Mrs. Norris: “As far as walking, talking, and contriving reached, she was thoroughly benevolent, and nobody knew better how to dictate liberality to others, but her love of money was equal to her love of directing, and she knew quite as well how to save her own as to spend that of her friends.”

Have you known anyone like Mrs. Norris? I have. Not being a delegating kind of person, I don’t fall into that particular type of sin. Mine are perhaps more along the lines of the Miss Bertrams, whose “vanity was in such good order that they seemed to be quite free from it, and gave themselves no airs….”

It’s these sins of vanity and pride that we who look respectable on the outside seem most prone to — and that are often invisible to ourselves. Self-centeredness is my default setting, after all, and feels perfectly natural, so why should I even think of changing the setting for a minute, much less manage to leave it at a strange place on the dial?
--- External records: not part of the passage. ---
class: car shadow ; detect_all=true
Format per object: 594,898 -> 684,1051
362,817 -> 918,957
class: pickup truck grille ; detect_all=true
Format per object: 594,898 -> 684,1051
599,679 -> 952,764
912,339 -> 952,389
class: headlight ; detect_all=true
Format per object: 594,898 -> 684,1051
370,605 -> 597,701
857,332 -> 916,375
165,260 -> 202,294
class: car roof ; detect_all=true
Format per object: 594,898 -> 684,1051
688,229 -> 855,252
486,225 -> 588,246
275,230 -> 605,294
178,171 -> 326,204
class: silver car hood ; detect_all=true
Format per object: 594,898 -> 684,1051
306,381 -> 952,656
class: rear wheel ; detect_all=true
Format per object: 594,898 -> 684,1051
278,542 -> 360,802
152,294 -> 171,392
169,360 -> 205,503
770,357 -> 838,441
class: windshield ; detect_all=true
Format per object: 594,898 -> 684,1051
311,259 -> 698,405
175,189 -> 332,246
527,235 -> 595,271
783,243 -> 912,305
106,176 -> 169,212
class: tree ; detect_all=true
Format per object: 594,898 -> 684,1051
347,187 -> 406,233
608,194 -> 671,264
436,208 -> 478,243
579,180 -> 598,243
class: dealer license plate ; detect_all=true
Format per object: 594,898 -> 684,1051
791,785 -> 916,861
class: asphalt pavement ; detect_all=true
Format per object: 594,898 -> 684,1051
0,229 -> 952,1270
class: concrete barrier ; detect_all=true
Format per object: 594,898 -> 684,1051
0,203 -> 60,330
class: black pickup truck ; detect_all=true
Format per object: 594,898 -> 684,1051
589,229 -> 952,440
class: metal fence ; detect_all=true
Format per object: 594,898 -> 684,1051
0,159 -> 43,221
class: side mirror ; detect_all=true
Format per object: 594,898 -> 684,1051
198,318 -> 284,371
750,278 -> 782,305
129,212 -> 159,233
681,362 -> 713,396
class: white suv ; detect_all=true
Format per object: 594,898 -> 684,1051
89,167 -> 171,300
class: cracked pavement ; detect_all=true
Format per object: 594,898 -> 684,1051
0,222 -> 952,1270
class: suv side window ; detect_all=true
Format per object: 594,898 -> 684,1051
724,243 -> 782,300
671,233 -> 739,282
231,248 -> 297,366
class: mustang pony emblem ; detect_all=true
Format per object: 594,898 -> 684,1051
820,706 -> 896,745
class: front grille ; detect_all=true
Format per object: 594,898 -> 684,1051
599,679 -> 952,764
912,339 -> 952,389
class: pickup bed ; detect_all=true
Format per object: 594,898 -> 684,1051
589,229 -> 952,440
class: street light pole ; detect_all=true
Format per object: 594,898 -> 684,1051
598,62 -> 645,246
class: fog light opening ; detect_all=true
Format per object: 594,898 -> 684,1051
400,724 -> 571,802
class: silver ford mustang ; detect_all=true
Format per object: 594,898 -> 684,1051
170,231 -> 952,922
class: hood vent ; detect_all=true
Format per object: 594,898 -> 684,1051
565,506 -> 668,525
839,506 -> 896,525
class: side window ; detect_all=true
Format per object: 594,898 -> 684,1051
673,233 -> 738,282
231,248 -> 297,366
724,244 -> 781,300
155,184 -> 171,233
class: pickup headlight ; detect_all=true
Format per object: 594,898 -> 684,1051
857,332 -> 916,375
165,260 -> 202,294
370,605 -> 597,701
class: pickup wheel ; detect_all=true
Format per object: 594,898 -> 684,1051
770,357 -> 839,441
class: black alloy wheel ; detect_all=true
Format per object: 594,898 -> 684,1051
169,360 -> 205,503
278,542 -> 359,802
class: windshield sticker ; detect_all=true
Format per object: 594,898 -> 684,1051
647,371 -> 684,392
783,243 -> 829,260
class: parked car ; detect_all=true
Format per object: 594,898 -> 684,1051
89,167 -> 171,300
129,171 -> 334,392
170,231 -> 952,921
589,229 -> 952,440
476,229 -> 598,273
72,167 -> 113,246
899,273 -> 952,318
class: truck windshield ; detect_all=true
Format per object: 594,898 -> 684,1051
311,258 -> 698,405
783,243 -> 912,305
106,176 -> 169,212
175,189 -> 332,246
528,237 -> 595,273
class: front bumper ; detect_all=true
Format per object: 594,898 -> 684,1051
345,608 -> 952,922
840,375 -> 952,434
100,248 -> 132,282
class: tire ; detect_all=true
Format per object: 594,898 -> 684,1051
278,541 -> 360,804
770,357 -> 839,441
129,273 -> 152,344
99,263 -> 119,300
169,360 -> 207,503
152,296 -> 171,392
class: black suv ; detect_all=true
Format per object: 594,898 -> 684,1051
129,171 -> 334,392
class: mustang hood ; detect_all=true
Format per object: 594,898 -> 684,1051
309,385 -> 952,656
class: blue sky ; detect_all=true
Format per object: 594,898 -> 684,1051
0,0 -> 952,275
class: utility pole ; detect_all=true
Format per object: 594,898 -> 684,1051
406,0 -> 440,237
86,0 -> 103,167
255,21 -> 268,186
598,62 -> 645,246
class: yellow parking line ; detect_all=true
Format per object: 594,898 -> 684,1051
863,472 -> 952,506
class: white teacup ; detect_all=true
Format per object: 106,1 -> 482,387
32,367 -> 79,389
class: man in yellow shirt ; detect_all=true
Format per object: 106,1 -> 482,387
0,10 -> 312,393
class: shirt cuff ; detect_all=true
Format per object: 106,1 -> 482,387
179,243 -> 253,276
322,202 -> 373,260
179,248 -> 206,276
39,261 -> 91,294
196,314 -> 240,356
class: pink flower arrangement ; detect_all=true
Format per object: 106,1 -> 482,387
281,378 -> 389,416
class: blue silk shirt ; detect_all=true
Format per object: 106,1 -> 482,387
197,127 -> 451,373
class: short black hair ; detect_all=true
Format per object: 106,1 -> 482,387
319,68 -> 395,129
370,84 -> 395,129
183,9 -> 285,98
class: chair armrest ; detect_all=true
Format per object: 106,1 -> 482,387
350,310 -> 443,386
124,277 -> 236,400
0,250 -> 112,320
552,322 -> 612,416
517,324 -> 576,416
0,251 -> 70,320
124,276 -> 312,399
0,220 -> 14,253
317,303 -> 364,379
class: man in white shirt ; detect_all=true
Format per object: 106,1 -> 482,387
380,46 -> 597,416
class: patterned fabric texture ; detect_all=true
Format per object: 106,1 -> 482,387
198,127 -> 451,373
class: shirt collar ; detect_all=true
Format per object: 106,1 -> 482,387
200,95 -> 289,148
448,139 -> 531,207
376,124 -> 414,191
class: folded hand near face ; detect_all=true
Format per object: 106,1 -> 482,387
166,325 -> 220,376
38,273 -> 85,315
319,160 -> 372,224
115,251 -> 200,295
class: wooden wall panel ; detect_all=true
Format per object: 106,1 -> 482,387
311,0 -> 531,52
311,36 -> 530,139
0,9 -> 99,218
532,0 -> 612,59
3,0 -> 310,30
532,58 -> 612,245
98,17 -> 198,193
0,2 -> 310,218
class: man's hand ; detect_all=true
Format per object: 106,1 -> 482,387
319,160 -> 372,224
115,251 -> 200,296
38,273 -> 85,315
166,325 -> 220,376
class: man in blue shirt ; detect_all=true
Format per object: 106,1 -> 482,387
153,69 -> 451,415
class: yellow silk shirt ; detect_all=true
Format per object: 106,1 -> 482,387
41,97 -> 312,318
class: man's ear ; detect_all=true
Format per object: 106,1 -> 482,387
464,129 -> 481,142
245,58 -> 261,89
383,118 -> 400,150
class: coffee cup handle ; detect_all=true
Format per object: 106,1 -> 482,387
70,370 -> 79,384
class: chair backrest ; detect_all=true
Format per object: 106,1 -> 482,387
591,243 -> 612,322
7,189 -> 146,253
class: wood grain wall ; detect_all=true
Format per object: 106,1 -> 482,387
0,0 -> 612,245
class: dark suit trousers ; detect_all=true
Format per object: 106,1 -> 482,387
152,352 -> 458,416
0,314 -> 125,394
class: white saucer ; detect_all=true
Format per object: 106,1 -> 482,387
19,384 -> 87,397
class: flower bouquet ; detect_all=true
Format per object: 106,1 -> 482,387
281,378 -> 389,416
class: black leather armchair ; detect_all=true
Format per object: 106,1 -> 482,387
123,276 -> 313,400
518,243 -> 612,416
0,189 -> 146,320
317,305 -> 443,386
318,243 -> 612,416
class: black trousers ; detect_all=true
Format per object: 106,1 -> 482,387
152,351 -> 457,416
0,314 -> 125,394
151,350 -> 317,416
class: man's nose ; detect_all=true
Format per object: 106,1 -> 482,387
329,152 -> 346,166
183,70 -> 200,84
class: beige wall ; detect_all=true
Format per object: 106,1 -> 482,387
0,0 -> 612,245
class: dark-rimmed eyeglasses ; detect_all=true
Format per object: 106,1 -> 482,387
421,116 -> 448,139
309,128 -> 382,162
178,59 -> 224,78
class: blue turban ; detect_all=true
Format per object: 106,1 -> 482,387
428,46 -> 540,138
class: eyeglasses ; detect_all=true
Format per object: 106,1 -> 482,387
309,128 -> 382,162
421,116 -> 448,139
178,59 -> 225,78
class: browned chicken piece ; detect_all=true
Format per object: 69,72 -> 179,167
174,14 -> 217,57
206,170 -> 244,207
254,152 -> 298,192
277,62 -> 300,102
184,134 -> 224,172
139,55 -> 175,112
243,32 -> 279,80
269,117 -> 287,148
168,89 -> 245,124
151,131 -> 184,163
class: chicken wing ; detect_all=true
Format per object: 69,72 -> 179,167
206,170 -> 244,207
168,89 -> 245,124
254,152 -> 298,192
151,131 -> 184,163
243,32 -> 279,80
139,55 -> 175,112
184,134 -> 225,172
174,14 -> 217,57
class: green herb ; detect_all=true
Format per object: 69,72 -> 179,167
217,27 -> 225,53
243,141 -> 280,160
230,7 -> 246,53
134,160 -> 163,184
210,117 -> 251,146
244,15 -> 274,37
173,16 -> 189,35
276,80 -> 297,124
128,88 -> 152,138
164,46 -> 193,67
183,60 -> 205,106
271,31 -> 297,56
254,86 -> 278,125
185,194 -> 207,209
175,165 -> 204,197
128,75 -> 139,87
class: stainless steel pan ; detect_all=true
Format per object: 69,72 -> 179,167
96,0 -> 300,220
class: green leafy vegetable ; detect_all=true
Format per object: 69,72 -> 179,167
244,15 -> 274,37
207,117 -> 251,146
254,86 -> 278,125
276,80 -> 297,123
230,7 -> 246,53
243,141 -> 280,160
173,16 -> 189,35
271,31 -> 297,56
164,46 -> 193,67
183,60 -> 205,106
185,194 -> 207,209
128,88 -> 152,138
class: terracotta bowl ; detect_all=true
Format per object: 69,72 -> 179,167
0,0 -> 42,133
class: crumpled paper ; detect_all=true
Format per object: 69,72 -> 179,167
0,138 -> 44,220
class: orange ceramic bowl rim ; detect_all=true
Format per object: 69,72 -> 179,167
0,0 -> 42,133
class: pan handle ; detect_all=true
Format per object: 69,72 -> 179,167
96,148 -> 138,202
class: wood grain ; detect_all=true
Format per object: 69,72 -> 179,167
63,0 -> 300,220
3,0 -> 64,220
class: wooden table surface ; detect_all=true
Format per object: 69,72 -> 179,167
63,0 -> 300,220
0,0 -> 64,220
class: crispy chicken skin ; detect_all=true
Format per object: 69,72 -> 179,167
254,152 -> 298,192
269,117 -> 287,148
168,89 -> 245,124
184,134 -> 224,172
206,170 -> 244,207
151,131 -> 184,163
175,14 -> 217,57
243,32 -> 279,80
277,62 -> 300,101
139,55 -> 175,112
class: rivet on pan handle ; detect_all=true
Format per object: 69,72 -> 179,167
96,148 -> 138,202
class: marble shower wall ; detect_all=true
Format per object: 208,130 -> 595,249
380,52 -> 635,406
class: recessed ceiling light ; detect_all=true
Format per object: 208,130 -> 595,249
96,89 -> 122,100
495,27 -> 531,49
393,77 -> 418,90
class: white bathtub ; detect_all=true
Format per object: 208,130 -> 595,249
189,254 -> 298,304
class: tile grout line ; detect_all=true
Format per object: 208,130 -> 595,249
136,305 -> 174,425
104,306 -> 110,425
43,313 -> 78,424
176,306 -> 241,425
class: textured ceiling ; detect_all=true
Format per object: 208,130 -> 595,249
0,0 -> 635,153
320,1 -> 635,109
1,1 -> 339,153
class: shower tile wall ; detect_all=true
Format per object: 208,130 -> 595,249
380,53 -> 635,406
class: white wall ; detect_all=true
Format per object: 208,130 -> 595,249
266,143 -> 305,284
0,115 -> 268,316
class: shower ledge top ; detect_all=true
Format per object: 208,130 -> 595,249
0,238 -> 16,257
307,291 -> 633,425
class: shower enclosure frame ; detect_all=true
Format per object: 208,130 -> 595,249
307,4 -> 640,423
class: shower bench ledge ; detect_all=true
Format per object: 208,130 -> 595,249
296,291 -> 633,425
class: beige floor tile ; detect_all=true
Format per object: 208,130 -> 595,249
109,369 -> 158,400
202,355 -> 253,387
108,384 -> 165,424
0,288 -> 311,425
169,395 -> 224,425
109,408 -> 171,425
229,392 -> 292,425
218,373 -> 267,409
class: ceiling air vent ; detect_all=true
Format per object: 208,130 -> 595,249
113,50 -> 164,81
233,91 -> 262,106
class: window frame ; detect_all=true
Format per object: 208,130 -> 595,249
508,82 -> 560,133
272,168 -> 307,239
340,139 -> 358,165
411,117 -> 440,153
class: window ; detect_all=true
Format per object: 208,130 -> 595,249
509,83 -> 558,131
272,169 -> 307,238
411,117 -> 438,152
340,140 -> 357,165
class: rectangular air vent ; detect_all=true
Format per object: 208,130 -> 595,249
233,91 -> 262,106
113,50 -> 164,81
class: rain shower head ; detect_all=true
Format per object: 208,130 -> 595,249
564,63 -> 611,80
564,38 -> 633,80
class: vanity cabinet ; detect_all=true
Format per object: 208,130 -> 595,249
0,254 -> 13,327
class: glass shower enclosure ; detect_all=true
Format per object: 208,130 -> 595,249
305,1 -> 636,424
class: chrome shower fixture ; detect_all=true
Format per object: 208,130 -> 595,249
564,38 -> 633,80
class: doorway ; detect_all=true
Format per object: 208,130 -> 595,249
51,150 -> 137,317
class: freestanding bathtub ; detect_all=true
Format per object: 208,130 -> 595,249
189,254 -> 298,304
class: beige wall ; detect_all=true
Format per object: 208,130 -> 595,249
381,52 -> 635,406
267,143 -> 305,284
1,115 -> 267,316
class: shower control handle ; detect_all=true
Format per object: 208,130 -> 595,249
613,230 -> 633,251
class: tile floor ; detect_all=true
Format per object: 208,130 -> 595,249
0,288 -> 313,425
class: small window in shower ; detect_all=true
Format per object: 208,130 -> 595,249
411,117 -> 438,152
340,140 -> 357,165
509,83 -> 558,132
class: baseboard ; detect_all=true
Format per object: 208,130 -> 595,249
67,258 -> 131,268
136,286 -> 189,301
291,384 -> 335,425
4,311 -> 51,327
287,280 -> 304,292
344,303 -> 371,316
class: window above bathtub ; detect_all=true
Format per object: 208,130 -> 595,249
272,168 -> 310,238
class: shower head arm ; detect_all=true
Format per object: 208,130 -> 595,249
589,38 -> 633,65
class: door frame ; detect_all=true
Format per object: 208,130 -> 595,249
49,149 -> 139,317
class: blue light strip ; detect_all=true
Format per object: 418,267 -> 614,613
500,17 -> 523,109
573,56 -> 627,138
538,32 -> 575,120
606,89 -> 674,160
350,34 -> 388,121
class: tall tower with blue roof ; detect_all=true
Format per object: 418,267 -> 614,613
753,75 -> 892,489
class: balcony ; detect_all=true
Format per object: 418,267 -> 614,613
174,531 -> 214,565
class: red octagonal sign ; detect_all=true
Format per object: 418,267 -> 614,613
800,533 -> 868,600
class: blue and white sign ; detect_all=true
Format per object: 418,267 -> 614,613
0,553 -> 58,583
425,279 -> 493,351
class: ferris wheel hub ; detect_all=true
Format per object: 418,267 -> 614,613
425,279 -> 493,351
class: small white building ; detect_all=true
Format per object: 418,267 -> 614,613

The same could be said of Mrs. Norris, of whom the narrator tells us: “…perhaps she might so little know herself, as to walk home…in the happy belief of being the most liberal-minded sister and aunt in the world.”

It’s good to read something during Lent that warns me not to think highly of myself, not to think I am “spiritual.” Something that facilitates my efforts to join those happy/blessed ones who in the Gospel Beatitudes are called Poor in Spirit. It’s toward that end that we pray along with St. Ephrem the Syrian: “Grant me to see my own errors and not to judge my brother….”

How can I see my own errors, when the window of my soul is all dirty with various sins? Perhaps if I repent of what I do know, I will find the window a little less dirty, so that I can see more to repent of. I’m hoping that as I progress through Mansfield Park I will encounter more stunning examples of smudged windowpanes that with God’s grace I’ll recognize as similar to my own, and get on with the scrubbing.

Pressing on to the wasteland.

Another good quote for Lent, thanks to s-p at Pithless Thoughts (posted a while back), from a Malcolm Muggeridge essay on life at the end of the last century. It seems to me still applicable in the 21st, as he describes how direly we need the Savior:

As the astronauts soar into the vast eternities of space, on earth the garbage piles higher, as the groves of academe extend their domain, their alumni’s arms reach lower, as the phallic cult spreads, so does impotence. In great wealth, great poverty; in health, sickness, in numbers, deception. Gorging, left hungry; sedated, left restless; telling all, hiding all; in flesh united, forever separate. So we press on through the valley of abundance that leads to the wasteland of satiety, passing through the gardens of fantasy; seeking happiness ever more ardently, and finding despair ever more surely.

Challenge the great Liar.

Often I don’t have the words or confidence to write about Orthodox spirituality, so today I am just going to quote Fr. Schmemann, whose books have helped me so much.

 …fasting is the only means by which man recovers his true spiritual nature. It is not a theoretical but truly a practical challenge to the great Liar who managed to convince us that we depend on bread alone and built all human knowledge, science, and existence on that lie. Fasting is a denunciation of that lie and also proof that it is a lie….
….
Let us understand …that what the Church wants us to do during Lent is to seek the enrichment of our spiritual and intellectual inner world, to read and to meditate upon those things which are most likely to help us recover that inner world and its joy. Of that joy, of the true vocation of man, the one that is fulfilled inside and not outside, the ‘modern world’ gives us no taste today; yet without it, without the understanding of Lent as a journey into the depth of our humanity, Lent loses its meaning.